Melis Zararsız: Evet, işte o bence mesela tam bir uzun metraj film gibi...
Tunç Şahin: Evet, 24 dakika falan zaten aslında, ben kısa filmleri “stepping stone” olarak da görmüyorum bu arada, kendi dinamiğine inanıyorum. 10 dakikada bir şey anlatma zorunluluğu güzel bir deneyim. Bu öğreti Karışık Kaset’te de işime yaradı mesela çünkü Karışık Kaset’te de hikaye dönem olarak üç bölüme ayrılıyor diyebiliriz. 90’lar, 2000’ler ve 2010’lar, yani içiçe üç film gibi aslında. 30’ar dakika içinde başlayıp bitmesi gereken kısa hikayeler… Kısa film disiplini işe yaradı.

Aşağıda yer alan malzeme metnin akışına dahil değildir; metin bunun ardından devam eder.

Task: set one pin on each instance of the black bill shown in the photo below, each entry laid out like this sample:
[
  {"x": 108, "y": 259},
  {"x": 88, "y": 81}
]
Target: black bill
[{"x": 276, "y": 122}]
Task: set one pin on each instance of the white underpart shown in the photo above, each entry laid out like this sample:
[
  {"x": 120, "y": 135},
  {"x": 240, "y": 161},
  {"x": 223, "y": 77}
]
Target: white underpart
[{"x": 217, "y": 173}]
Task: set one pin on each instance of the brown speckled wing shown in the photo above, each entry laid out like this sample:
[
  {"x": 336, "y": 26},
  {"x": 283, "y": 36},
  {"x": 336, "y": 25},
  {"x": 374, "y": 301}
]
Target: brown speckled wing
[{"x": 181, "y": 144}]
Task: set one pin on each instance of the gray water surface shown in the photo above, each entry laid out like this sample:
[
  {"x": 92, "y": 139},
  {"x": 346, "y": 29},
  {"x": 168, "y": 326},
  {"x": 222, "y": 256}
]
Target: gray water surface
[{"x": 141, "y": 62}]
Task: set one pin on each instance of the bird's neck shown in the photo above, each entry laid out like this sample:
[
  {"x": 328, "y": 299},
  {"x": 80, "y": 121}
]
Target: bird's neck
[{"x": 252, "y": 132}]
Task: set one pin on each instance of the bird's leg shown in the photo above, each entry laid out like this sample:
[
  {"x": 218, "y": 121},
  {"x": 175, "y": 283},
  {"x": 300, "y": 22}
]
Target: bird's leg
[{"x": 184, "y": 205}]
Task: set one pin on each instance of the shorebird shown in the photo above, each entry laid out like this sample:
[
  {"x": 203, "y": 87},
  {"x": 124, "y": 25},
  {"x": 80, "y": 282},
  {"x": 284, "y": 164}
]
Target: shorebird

Uygar günümüzde geçen, “urban” bir aşk hikayesi yazmak istiyordu, "bunu filmleştirsek sen yazar mısın?" diyince buralara geldik. Çünkü kitap yazılırken bir senaryo taslağı olarak da çalışmıştı zaten Uygar. 'Bu film olur' diyorduk hep ama biz yaparız meselesi sonradan oluştu.